I’m aware that I am not contributing that much to others at this point in my life and I don’t like it. I never thought before that serving others was for any kind if credit but of late I am beginning to wonder. The way that has been exposed in me was not in ways I would have imagined. Let me explain.  There are not too many days that have gone by since my cancer diagnosis that I have not received a card, email, text, gift ,flowers, an inspirational book or some other token of love. In the beginning each outpouring of encouragement was met with joy and appreciation. My self-worth and self-esteem were not only intact but also bolstered by the kindnesses shown to me by others. But as time and the protracted treatment process marched on something began to change.  It only became apparent recently and I didn’t like what I was seeing.  I had descended into something I will call “credit deficit despondency.”   At the beginning of this treatment journey the memory of my service to others was still fresh as it had not been very long ago that I was that person who enjoyed and drew a lot of purpose and satisfaction from busily assisting others. I sensed God’s call on my life and I felt equipped to do what he had called me to do. I felt special in what I was doing.  Along came cancer.  I was not prepared for the long treatment and its many compromises and preoccupations.

The days, weeks and months were now dimming the memory of my time as a useful service-oriented person.  But still the faithful encouragement of others was coming my way.  How unbelievable that people were not bored with me and my progress because I was certainly bored with myself.  Credit deficits were mounting.

Emotional application:

I realized that on some level I didn’t want unconditional love.  I wanted love based on contribution and performance.  I had been spoon fed this since a baby.  Haven’t we all? It is the way of our culture.  We say we want unconditional love but really we want to be loved for a reason.  And we believe we deserve it. We’ve earned the credits for it to happen. We either have some gift, talent, virtue, service, sacrifice, personality or special something that earns us the affection and love of those who mean something to us.   And we control it.  Of course this is not a fully conscious understanding of ourselves or certainly it wasn’t of me until I was put in a position of not being able to do much to effect any kind of positive change. It began as a slow creep accompanying the snail mail of cards painstakingly picked out, handwritten, addressed, stamped and sent out. Ouch! The credit deficit was mounting.  I could not control it and I had no choice in it.

So, what was I to do about this? It didn’t feel good or right.  After all my many years as a Christian I had to go back to Christianity 101 – the basics.   I am a sinner who received God’s grace (undeserved mercy and love through his death on the cross to secure my forgiveness now and forever). I had and have no good deed credits to offer him that influences his unconditional offer of love and forgiveness.  I have the promise of being with him now and forever.

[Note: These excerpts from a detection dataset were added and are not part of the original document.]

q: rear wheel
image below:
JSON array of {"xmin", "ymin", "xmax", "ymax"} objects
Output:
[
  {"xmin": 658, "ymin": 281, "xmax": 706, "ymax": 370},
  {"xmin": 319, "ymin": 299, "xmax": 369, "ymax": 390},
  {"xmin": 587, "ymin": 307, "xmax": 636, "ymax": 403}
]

The psalmist says that, “God’s loving kindnesses are new each morning.” Unconditionally, they are offered to us. Christ is not interested in credit surplus or deficit. He’s interested in us “getting Him.”  He knows “we are but dust” but he loves us and offers Himself unconditionally. When we get that – more personally when I get it – my heart breaks.  The worthless attempts to validate myself empty out and then there is room to be “built up and rooted in Christ’s love” and “to be still and know that He is God.”  And somehow I am changed by that in a good way. I can receive and I can give. And His love is never impressed one way or the other and that is good news.

So, back to Acts 20:36 and the bottom line:  I have freedom to be weak whether emotionally, physically or spiritually.  When I am strong I have freedom to work hard to help the weak (as so many of you have done for me in recent months)…..not for credit but for the simple reason that God loves the weak and it feels good to help when we can.  That is truly good news.